Le diable congolais est sorti de la bouteille. La ville de Bukavu,
localité située dans l’Est de la République démocratique du
Congo (RDC), limitrophe du Rwanda, est tombée aux mains de
soldats insurgés contre le gouvernement de Kinshasa. Les
insurgés sont constitués pour la plupart de Banyamulenges
(Tutsi congolais proches des Tutsi au pouvoir à Kigali et
peuplant l’Est de la RDC). Du coup, beaucoup d’observateurs
voient la main du Rwanda dans cette occupation, ce que
dément, comme il est de coutume, Kigali.

De toute façon, le régime de Paul Kagamé aura du mal à
convaincre la communauté internationale de son innocence
dans cette nouvelle crise au Congo.

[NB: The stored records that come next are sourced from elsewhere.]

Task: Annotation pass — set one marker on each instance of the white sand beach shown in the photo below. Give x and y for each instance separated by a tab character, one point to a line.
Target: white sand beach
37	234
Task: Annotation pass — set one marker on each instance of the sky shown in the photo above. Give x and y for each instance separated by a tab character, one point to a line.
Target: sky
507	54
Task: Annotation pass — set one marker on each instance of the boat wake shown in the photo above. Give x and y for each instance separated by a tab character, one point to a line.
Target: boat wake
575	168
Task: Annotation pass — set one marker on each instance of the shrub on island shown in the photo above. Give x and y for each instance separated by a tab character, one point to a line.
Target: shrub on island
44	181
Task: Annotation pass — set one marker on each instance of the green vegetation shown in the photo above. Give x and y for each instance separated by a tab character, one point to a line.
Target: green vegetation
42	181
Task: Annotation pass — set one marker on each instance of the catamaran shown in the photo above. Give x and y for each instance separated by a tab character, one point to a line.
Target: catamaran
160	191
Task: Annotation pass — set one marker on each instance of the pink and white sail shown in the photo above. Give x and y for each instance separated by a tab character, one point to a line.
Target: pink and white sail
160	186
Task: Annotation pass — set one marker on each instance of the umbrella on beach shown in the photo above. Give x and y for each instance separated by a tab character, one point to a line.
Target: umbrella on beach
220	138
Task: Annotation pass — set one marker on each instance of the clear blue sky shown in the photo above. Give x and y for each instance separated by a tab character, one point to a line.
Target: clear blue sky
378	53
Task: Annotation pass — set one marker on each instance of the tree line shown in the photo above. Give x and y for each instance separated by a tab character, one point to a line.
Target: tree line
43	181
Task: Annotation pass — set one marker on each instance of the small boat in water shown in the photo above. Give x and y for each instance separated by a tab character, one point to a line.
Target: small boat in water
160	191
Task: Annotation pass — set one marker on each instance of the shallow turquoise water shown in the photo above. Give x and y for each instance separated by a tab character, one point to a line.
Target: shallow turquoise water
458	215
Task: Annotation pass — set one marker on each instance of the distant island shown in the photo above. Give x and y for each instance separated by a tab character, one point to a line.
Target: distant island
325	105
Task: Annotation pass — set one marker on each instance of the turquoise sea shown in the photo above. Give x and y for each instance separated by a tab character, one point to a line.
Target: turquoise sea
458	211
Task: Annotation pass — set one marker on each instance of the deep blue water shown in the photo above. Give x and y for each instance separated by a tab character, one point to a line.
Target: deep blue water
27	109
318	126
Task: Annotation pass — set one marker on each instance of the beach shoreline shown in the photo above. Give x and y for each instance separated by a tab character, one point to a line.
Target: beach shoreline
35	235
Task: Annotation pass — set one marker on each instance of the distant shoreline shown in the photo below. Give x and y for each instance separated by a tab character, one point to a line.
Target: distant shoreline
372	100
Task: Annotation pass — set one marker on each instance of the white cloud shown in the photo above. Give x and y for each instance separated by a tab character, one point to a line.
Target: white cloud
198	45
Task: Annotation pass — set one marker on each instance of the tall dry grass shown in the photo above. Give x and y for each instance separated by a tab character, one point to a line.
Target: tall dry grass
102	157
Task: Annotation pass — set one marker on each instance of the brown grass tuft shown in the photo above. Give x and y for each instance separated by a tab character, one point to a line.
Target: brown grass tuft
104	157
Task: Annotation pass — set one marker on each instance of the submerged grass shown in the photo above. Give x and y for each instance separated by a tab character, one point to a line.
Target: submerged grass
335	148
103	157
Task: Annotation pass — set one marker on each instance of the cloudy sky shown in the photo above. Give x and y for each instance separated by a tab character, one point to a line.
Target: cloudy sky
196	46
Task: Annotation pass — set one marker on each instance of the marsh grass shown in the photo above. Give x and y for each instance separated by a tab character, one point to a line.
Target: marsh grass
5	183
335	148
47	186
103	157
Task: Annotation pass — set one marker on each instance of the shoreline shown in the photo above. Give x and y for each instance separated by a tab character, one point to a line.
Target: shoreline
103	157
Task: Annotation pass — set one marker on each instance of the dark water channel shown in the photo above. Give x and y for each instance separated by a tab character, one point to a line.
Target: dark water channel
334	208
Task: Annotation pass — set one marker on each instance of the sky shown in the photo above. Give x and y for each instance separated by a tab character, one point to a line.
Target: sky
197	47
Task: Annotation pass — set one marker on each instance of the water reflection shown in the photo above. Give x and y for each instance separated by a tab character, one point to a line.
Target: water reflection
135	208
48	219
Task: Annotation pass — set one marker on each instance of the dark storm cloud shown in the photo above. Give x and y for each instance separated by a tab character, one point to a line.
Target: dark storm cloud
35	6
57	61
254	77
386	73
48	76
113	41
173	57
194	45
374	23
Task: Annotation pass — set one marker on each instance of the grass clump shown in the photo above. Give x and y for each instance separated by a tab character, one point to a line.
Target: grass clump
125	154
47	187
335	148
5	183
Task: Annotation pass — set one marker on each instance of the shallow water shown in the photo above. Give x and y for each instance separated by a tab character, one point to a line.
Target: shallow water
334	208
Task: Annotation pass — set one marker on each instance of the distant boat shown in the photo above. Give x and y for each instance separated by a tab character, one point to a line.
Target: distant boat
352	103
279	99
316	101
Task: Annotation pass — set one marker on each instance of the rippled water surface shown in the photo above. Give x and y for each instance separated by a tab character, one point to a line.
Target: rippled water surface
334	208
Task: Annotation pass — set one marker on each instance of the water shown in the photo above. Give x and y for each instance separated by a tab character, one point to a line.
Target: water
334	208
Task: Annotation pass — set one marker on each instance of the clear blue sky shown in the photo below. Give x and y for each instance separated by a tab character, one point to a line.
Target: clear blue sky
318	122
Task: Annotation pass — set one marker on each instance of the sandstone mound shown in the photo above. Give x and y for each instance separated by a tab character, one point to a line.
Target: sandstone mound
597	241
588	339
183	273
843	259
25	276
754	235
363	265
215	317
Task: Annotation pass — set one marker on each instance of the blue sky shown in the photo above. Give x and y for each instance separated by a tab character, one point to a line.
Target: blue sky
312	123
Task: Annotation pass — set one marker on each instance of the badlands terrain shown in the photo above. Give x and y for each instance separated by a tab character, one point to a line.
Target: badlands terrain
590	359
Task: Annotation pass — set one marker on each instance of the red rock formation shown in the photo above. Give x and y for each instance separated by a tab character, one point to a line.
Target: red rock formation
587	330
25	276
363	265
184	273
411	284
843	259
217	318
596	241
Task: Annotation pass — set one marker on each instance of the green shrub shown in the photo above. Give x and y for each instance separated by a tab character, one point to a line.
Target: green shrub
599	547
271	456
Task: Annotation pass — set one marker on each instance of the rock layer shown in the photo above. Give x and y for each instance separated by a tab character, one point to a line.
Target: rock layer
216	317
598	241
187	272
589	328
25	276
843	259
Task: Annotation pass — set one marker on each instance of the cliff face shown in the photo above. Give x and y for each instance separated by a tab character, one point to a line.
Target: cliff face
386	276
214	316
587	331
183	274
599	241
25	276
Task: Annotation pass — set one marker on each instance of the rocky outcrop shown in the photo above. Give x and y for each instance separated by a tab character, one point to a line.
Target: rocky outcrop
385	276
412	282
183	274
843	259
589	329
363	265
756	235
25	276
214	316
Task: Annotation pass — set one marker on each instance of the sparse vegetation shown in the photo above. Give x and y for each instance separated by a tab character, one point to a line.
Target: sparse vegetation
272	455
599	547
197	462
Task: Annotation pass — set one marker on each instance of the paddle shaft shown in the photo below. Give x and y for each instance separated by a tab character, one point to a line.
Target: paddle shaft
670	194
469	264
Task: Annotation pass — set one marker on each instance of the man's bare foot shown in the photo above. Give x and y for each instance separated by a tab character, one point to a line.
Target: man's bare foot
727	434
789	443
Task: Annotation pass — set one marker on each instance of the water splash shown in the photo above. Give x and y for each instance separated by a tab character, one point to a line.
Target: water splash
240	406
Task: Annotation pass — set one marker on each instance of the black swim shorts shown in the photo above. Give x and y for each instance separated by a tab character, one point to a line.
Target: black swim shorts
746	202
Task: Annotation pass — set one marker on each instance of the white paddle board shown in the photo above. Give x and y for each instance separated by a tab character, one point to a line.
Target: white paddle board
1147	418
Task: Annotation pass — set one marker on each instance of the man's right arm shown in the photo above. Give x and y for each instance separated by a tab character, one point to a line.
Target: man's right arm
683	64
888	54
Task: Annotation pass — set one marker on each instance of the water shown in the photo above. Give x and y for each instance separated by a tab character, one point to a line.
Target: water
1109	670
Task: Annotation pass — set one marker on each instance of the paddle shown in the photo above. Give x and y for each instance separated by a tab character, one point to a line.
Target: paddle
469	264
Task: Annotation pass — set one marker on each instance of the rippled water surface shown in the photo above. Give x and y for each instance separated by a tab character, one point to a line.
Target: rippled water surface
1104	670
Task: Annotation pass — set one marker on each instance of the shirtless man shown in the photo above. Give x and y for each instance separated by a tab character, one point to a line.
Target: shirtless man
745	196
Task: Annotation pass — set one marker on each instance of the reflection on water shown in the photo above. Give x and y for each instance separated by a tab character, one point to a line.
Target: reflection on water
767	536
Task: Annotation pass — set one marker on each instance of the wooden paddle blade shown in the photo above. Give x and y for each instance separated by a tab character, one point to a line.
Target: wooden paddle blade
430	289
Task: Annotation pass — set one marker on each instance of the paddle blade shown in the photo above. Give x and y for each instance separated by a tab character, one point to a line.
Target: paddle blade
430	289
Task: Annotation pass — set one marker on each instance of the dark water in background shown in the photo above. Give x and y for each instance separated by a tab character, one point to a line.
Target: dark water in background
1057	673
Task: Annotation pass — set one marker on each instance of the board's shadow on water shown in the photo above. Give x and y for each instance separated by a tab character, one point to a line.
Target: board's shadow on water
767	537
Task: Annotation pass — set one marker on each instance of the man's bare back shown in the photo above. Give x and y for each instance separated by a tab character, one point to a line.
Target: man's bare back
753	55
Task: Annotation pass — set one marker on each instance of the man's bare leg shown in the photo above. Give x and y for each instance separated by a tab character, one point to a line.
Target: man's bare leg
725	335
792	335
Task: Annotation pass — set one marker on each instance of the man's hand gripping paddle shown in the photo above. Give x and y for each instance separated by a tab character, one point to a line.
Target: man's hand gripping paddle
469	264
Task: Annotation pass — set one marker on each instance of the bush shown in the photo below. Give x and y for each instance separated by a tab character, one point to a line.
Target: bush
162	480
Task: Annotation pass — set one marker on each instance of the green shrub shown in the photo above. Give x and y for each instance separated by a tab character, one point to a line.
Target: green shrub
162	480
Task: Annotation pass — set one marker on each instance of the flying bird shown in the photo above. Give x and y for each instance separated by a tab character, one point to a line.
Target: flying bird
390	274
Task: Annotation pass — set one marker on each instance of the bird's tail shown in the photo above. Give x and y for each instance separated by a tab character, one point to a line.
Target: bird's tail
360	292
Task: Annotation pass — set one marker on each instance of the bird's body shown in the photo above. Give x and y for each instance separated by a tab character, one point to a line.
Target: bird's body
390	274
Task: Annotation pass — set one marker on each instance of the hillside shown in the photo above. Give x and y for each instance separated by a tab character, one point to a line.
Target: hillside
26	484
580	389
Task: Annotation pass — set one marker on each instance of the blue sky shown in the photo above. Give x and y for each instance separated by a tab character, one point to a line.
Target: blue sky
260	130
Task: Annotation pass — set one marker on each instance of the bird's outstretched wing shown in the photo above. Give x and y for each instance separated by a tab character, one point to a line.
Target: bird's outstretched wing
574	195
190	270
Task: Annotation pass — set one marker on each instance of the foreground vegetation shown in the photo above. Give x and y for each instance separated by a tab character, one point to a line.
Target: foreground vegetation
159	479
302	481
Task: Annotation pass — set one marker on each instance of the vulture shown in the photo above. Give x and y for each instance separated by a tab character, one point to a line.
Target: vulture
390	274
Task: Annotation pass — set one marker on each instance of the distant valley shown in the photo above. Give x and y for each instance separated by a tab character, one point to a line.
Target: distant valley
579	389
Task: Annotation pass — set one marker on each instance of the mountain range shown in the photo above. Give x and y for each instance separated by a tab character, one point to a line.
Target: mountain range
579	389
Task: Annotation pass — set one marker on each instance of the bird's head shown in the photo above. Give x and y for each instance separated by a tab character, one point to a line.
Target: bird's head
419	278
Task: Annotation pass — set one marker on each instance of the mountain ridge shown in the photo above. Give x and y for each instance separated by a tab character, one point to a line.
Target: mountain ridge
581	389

Cela d’autant plus que la
majorité des soldats dissidents appartiennent au RCD-Goma,
la principale faction rebelle dans la guerre qui a déchiré le
Congo pendant cinq ans (1998-2003).

Ces rebelles ont
toujours été soutenus par le Rwanda, même si aujourd’hui leur
chef, Jean Pierre Bemba, est l’un des quatre vice-présidents de
la RDC.
Si les généraux en poste à Kigali s’autorisent à soutenir
l’occupation d’une ville d’un pays souverain, c’est certainement
parce qu’ils s’abritent sous le parapluie d’une grande
puissance, en l’occurrence les Etats-Unis. Le Rwanda, de par
sa position stratégique au coeur de l’Afrique, fait partie des
alliés majeurs de Washington.

Et tant que Paul Kagamé
bénéficiera de la protection de la Maison Blanche, le Rwanda
continuera de jouer les trublions dans la région sans s’inquiéter
d’éventuelles mesures de représailles. Certes, le pays
traumatisé par le génocide de 1994 travaille à sécuriser sa
frontière avec la RDC où se sont réfugiés plusieurs
génocidaires Hutu, ceux-ci n’ayant jamais fait mystère de leur
volonté de reconquête du pouvoir.

Dans ces conditions, on peut
comprendre la position du Rwanda. Mais cela l’autorise-t-il à
déstabiliser un pays voisin souverain ?
Quoi qu’il en soit, cette invasion met une fois de plus à nu
l’impuissance des Casques bleus de l’ONU. Le millier
d’hommes déployés sur le terrain et chargés de protéger la ville
n’a pu rien faire face à l’avancée des soldats dissidents.

Ce qui
est sûr, ces violences portent un sérieux coup au processus de
paix en RDC, où un gouvernement de transition comprenant
d’anciens rebelles tente de renforcer le pouvoir central. Ce
pays-continent, "un scandale géologique" pour la richesse
extraordinaire de son sous-sol, suscite des convoitises de
toutes parts. Et sa déstabilisation ne peut que réjouir tous les
vampires qui rôdent autour des gisements d’or, de diamant, de
cobalt....

Comme par hasard, c’est au moment où le Congo
démocratique tente de reprendre les choses en main, après
cinq ans de pillage en règle de ses ressources, qu’intervient
cette nouvelle crise. Tout porte donc à croire que beaucoup de
personnes ne tiennent pas à voir le pays recouvrer son intégrité
physique.

Les richesses en jeu sont très énormes.
Le Rwanda ne pourrait être en réalité qu’un pion qu’on déplace
au gré des intérêts du moment. Visiblement, les véritables
commanditaires semblent tapis dans l’ombre, laissant Kigali et
ses supplétifs du RCD-Goma commettre la sale besogne. A
l’évidence, la volonté du président congolais, Joseph Kabila,
d’unir son pays et d’en chasser certains vautours, ne plaît pas
beaucoup.

On sait que son père a été assassiné pour avoir
notamment refusé de brader son sous-sol aux multinationales.
Et son fils qui, visiblement, suit ses traces, rencontrera toujours
sur son passage ce genre de difficultés.
Une fois de plus, pendant que des voix s’élèvent partout pour
condamner cette agression (même si ces réprobations sont de
façade), l’Afrique reste étrangement silencieuse.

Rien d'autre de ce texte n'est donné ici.